Intranuclear accumulation of subgenomic noninfectious human cytomegalovirus DNA in infected cells in the presence of ganciclovir.

作者信息

Hamzeh F M, Lietman P S

机构信息

Department of Medicine, Johns Hopkins University School of Medicine, Baltimore, Maryland 21205.

出版信息

Antimicrob Agents Chemother. 1991 Sep;35(9):1818-23. doi: 10.1128/AAC.35.9.1818.

DOI:10.1128/AAC.35.9.1818
PMID:1659307
原文链接:https://pmc.ncbi.nlm.nih.gov/articles/PMC245274/
Abstract

In preparation for an attempt to elucidate some aspects of the interaction between ganciclovir and human cytomegalovirus (HCMV) DNA replication in cells infected with HCMV, we developed a dot blot DNA-DNA hybridization technique to quantify intracellular HCMV DNA replication.

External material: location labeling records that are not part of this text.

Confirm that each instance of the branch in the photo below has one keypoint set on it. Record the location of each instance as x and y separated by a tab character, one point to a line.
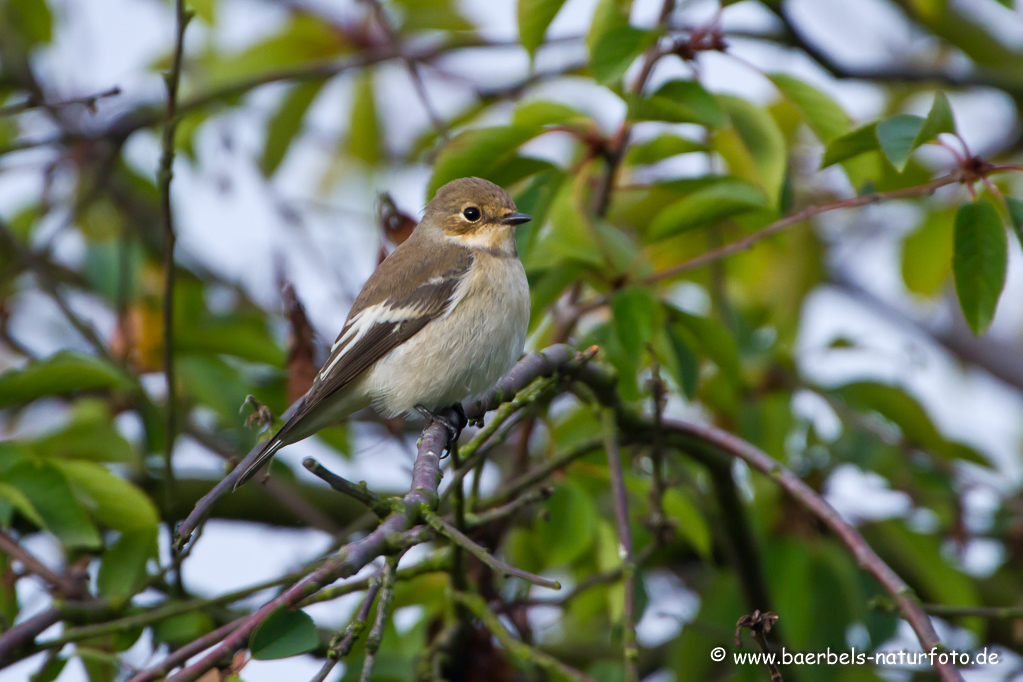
530	479
342	645
164	175
187	651
397	531
799	217
376	633
24	633
706	437
88	101
65	586
621	139
542	363
459	538
438	562
359	492
908	605
520	649
620	495
496	513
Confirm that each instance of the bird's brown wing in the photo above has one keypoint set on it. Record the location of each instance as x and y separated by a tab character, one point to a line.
402	297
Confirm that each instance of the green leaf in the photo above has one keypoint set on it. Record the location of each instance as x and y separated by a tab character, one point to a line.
897	136
305	38
825	117
113	500
364	128
721	199
59	374
979	263
927	255
478	152
903	410
122	570
568	235
754	146
13	499
616	50
939	120
534	17
661	147
182	629
539	112
50	671
284	633
850	144
569	530
90	434
685	367
633	310
1016	216
678	101
286	123
432	15
691	523
714	339
50	495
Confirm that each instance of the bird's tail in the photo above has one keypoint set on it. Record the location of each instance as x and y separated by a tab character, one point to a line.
269	450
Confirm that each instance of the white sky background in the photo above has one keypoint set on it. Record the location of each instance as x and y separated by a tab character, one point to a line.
239	233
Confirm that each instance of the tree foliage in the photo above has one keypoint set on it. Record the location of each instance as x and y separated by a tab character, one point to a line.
672	454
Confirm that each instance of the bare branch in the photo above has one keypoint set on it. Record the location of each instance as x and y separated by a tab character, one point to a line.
65	586
520	649
620	496
88	101
376	633
463	541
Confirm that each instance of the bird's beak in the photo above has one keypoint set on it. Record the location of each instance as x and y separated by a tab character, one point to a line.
515	219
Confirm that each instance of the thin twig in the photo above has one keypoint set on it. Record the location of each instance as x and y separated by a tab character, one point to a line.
24	633
530	479
165	175
620	496
410	65
702	436
181	655
620	141
88	101
479	552
359	492
65	586
376	632
554	359
529	497
796	218
437	562
518	648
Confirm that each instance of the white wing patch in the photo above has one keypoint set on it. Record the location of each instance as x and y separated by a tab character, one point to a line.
386	313
360	325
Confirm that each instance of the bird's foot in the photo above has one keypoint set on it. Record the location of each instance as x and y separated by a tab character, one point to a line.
454	421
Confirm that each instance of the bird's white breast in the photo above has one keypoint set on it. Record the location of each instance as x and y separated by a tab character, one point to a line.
463	353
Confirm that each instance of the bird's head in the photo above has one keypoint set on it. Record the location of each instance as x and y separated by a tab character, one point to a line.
476	213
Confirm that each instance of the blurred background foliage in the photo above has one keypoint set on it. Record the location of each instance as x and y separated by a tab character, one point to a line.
635	149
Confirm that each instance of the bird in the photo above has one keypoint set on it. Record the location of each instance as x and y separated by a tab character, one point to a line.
440	320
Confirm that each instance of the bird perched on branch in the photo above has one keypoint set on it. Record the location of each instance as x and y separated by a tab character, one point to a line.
441	320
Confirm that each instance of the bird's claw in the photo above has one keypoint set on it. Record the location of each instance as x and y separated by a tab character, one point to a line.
453	426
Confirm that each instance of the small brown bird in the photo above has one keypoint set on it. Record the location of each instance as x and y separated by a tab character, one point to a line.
440	320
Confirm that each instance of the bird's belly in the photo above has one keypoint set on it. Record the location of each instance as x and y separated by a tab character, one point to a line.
461	355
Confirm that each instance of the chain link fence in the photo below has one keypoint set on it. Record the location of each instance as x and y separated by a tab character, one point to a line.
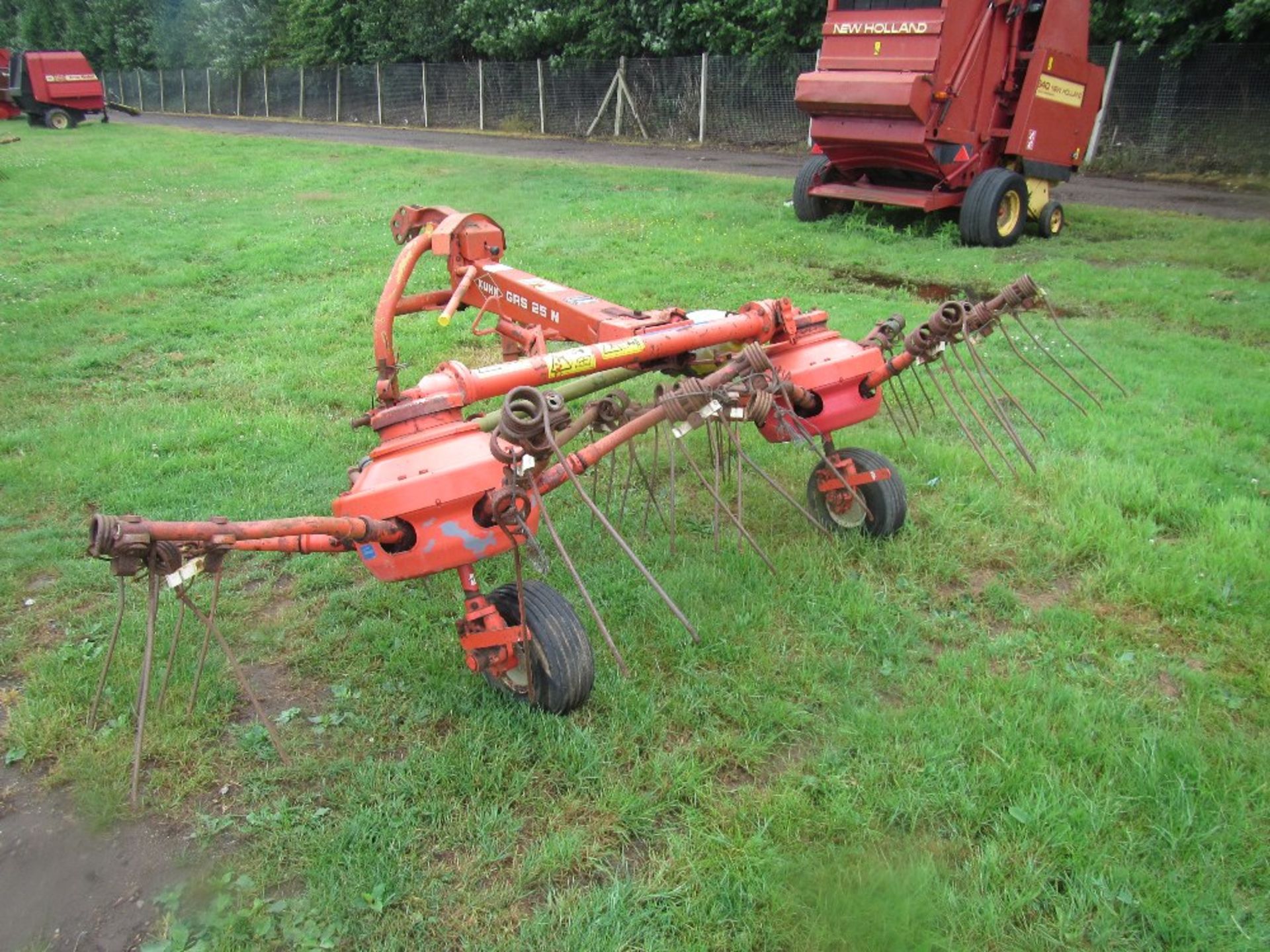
1202	114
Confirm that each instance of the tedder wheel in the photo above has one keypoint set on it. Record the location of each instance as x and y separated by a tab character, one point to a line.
887	504
1050	220
58	120
995	208
808	207
560	668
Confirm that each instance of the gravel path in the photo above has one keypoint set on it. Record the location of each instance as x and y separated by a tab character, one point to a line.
1117	193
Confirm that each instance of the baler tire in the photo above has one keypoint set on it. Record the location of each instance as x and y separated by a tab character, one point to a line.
981	211
810	207
1052	220
886	499
563	668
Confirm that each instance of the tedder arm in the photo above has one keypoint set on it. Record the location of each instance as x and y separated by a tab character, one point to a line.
444	489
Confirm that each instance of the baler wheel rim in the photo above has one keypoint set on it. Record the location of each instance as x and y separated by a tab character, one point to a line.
58	120
562	666
1009	210
1052	220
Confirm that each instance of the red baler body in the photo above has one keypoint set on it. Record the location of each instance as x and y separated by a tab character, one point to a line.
911	104
37	83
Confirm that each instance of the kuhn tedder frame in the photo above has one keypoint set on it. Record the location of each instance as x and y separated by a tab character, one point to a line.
444	491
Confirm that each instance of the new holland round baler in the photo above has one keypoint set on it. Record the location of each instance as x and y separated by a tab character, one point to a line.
55	88
935	104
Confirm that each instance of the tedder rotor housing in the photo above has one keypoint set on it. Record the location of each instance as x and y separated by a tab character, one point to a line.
446	488
939	104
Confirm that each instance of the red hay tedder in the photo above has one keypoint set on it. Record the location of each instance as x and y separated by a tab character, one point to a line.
446	489
980	104
55	88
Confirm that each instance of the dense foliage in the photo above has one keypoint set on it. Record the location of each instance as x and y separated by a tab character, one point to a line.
245	32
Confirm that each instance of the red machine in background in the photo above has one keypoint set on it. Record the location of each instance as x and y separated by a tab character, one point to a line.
447	487
980	104
55	88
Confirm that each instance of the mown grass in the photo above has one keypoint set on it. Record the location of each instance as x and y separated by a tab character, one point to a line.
1034	720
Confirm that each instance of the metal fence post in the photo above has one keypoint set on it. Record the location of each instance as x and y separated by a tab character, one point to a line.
618	108
542	103
701	117
1103	110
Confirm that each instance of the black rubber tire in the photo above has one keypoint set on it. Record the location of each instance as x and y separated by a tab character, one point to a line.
982	206
808	207
887	500
1052	220
563	668
59	120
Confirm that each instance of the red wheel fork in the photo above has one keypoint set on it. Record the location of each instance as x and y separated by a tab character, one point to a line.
491	645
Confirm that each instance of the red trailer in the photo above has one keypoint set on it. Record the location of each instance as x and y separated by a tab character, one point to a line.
55	88
980	104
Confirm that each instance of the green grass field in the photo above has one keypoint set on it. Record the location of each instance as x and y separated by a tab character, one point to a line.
1035	719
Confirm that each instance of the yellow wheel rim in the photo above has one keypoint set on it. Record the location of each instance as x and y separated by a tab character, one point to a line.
1007	214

We studied the effect of ganciclovir on the time course of HCMV DNA replication in human fibroblasts. Ganciclovir resulted in complete cessation of the production of infectious virus, as detected by the plaque assay. However, viral DNA synthesis, as measured by dot blot DNA-DNA hybridization with cloned HCMV DNA BamHI C fragment probe, continued in the presence of ganciclovir at 10 times the 50% effective dose (i.e., 10 micrograms/ml). The continuation of viral DNA synthesis in ganciclovir-treated cultures leads to the intranuclear accumulation of short (subgenomic) HCMV DNA fragments. These DNA fragments are neither packaged nor released into the culture medium. Furthermore, the short DNA fragments were detected only by the BamHI C probe from the center of the unique long segment of the HCMV genome. The failure of the DNA probes from the termini of HCMV genome (BamHI-Q and HindIII-M) to detect the short DNA fragments and the intranuclear localization of these fragments suggest that these short fragments may lack the signal sequences necessary for packaging and release as infectious virions. These data strongly suggest that the anti-HCMV activity of ganciclovir is due mainly to the prevention of viral DNA chain elongation which results in the intranuclear accumulation of incomplete noninfectious viral DNA fragments.

摘要

为了阐明更昔洛韦与人类巨细胞病毒(HCMV)感染细胞中HCMV DNA复制之间相互作用的某些方面,我们开发了一种斑点印迹DNA-DNA杂交技术来定量细胞内HCMV DNA复制。我们研究了更昔洛韦对人成纤维细胞中HCMV DNA复制时间进程的影响。通过噬斑测定法检测,更昔洛韦导致传染性病毒的产生完全停止。然而,用克隆的HCMV DNA BamHI C片段探针进行斑点印迹DNA-DNA杂交测量,在10倍于50%有效剂量(即10微克/毫升)的更昔洛韦存在下,病毒DNA合成仍在继续。在更昔洛韦处理的培养物中病毒DNA合成的持续导致了短(亚基因组)HCMV DNA片段在细胞核内的积累。这些DNA片段既未被包装也未释放到培养基中。此外,仅用来自HCMV基因组独特长片段中心的BamHI C探针检测到了这些短DNA片段。HCMV基因组末端的DNA探针(BamHI-Q和HindIII-M)未能检测到这些短DNA片段以及这些片段在细胞核内的定位表明,这些短片段可能缺乏作为传染性病毒粒子进行包装和释放所需的信号序列。这些数据有力地表明,更昔洛韦的抗HCMV活性主要归因于对病毒DNA链延伸的抑制,这导致了不完整的非传染性病毒DNA片段在细胞核内的积累。